The dialectic in the previous two paragraphs applies in general to any version of the reply under discussion, which recall claims that formal equivalence results, plus empirical equivalence, plus some extra ingredient suffice for semantic equivalence. The closer the extra ingredient comes to semantic equivalence itself, the more the charge of redundancy becomes stark. Yet the closer the extra ingredient comes to simply empirical equivalence, the more dubious the inference from formal equivalence plus empirical equivalence plus the extra ingredient to semantic equivalence becomes. As a result, the demand for some independent justification for the inference begins to seem all the more urgent.Footnote 13

A final potential reply to Sklar-style counterexamples for proponents of formal criteria is that the sentential criteria are meant to apply only to first-order theories formulated in some privileged vocabulary, of the sort we encounter when doing physics, rather than ordinary natural language expressions like ‘lion’ or ‘tiger’. And as concerns such first-order theories, we cannot straightforwardly appeal to the interpretations we in fact employ to generate counterexamples to sentential criteria (most ordinary speakers never use the relevant vocabulary).

But this reply is also untenable. We must ask what the relevant interpretation of the vocabulary at issue is, relative to which sentential criteria are supposed to bear on semantic equivalence. The natural answer here is the interpretations employed by practicing physicists using the relevant vocabulary. And now two problems arise. First, even relative to these interpretations, it is dubious that the sentential criteria, even conjoined with empirical equivalence, will imply semantic equivalence. Consider my example above concerning the absolute speed of the centre of mass of the universe at a Newtonian world: those single-sentence theories arguably pass the privileged vocabulary restriction we are considering, and remain straightforward counterexamples to any extant sentential criterion plus empirical equivalence implying semantic equivalence on the relevant interpretations. Second, even bracketing that point, I will argue below against a similar proposal for non-sentential criteria (what I call the physics deference proposal). Analogues of the points I will make there can be made against the present attempt to restrict sentential criteria.

The upshot of this section is that the original counterexamples cannot be easily dismissed. I conclude that sentential criteria seem to be straightforwardly bad guides to semantic equivalence. I take this moral to cast doubt on any plausible and interesting view according to which such criteria have non-mathematical significance, let alone bear on semantic equivalence. For, any interpretations of the sentential theories at issue on which such a claim might be true will be far-fetched and patently unrelated to the interpretations we in fact employ and care about.

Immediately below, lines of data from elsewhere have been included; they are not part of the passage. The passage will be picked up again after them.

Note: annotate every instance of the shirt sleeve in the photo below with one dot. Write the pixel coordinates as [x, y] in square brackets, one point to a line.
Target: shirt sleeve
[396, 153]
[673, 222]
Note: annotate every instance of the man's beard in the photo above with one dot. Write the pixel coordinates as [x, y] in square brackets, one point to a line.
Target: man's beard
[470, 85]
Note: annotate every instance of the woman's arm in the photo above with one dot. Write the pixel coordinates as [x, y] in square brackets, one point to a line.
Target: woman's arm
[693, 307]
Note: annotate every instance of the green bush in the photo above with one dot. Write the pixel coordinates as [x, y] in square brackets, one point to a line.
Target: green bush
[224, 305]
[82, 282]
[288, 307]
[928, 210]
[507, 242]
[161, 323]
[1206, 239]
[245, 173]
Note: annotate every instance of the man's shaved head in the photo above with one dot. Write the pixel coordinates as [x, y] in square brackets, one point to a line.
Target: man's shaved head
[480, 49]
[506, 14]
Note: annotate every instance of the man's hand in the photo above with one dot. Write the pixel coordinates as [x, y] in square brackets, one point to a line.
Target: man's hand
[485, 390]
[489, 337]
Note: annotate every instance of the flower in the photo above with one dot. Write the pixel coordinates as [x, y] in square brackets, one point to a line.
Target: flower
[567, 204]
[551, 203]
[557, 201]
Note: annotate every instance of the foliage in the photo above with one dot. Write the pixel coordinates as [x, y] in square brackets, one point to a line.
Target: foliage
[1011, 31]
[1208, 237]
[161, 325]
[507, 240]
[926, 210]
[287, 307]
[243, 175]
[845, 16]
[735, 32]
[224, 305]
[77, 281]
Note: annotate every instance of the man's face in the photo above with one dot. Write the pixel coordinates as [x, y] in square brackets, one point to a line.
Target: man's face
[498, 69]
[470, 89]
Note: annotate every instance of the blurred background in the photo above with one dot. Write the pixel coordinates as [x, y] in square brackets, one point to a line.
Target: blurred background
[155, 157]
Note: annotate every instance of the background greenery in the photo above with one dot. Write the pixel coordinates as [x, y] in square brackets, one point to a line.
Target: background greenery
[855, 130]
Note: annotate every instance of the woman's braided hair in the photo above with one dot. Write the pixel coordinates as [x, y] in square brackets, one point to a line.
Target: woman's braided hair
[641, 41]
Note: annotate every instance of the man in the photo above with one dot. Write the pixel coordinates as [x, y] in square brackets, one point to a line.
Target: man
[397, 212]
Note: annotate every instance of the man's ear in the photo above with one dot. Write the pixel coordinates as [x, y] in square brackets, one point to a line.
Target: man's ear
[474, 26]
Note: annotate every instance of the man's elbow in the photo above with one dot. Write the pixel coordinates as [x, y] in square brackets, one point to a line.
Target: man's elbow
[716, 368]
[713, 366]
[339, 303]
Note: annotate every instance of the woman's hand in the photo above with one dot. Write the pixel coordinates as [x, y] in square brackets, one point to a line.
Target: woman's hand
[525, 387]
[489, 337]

Some proponents of formal criteria will not be too fazed by this upshot: as mentioned above, some have switched to the non-sentential category-theoretic criterion. Perhaps only non-sentential criteria are meant to bear on semantic equivalence or have other significant non-mathematical implications? And unlike with sentences, it is less clear what might be meant by ‘the interpretations we in fact employ’ for the non-sentential representational vehicles often at issue in scientific practice. Indeed, I suspect some working on sentential criteria never viewed themselves as doing anything but pure mathematics or logic.Footnote 14 As I emphasized at the outset, I have no criticisms of the purely mathematical upshots of work on formal criteria (results claiming that such-and-such mathematical objects do or do not stand in so-and-so formal relation). Still, some work on sentential criteria is premised on such criteria having significant non-mathematical implications, in particular implying semantic equivalence (for example, the conclusions drawn by Barrett and Halvorson, 2017, 1060–1061). My conclusion in this section reveals this position to be untenable.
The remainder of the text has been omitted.